The practical result is simple: before using an LLM as an annotator, judge, moderator, reviewer, triage engine, or rubric scorer, test whether its internal understanding of the label matches your operational definition. The paper introduces Definition-Specific Familiarity (DSF) as a lightweight proxy for that fit. DSF is positively associated with model accuracy after controlling for dataset difficulty, while three text memorization metrics are not.
Prompting helps, but less than many teams assume. Across the paper’s toxicity experiments, only 34.8% of zero-shot errors are rescued by prompting. High-confidence errors are especially resistant: rescue probability drops to 20.8% for errors above 0.9 confidence, compared with a 51.8% peak at moderate confidence. In other words, when the model is confidently wrong, adding the definition often just gives the error a blazer.
The most operationally awkward finding is about misaligned definitions. Models do respond to changed definitions, shifting prediction thresholds in systematic ways. But they remain highly confident while doing it. Confidence therefore tells you something like “I can apply this instruction,” not “this instruction matches your policy.” That distinction is small only if governance is being performed as theater.
For business use, the workflow implication is: validate model-definition alignment before scaling annotation; compare multiple plausible definitions; measure rescue and corruption together; and do not use confidence thresholds as a substitute for definition audits. The boundary is important: the strongest evidence here is for binary, definition-driven annotation tasks, especially toxicity-related classification, with supporting replications on irony and subjectivity. Multi-class labeling, span annotation, and open-ended judging may rhyme with the result, but they are not proven by it.
The model already has a definition
A familiar enterprise scene: someone wants to classify support tickets, product reviews, compliance notes, abusive messages, job applicants, clinical snippets, vendor risk descriptions, or AI-generated answers. A prompt is written. It includes a definition. Maybe it includes a rubric. Maybe the rubric has bullets, sub-bullets, and the moral confidence of a policy memo.

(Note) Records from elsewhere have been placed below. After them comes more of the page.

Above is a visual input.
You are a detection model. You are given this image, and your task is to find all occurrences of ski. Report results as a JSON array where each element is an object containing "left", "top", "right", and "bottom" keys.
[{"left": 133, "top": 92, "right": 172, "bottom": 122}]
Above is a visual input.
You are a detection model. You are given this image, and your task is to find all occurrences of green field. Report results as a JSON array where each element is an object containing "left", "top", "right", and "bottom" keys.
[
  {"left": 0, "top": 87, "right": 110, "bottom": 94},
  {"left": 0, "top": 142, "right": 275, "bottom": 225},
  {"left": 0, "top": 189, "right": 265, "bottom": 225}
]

Then the model labels at scale.
The quiet assumption is that the prompt becomes the task. The user supplies the definition; the model applies it. That assumption is convenient. It is also the part this paper politely attacks with data.
The mechanism is not mysterious. A model has seen vast numbers of examples, discussions, platform policies, moderation debates, benchmark labels, and instruction-tuning preferences before it ever sees your prompt. By the time you ask it whether a message is “toxic,” “offensive,” “hateful,” “subjective,” “ironic,” or “relevant,” the model is not approaching the concept like a newly hired annotator reading the handbook on day one. It already has a working concept. Your definition is not written onto a blank page. It is negotiated against an existing boundary.
That is the useful idea in the paper: annotation failure is often not a surface prompt failure. It is a concept-boundary mismatch.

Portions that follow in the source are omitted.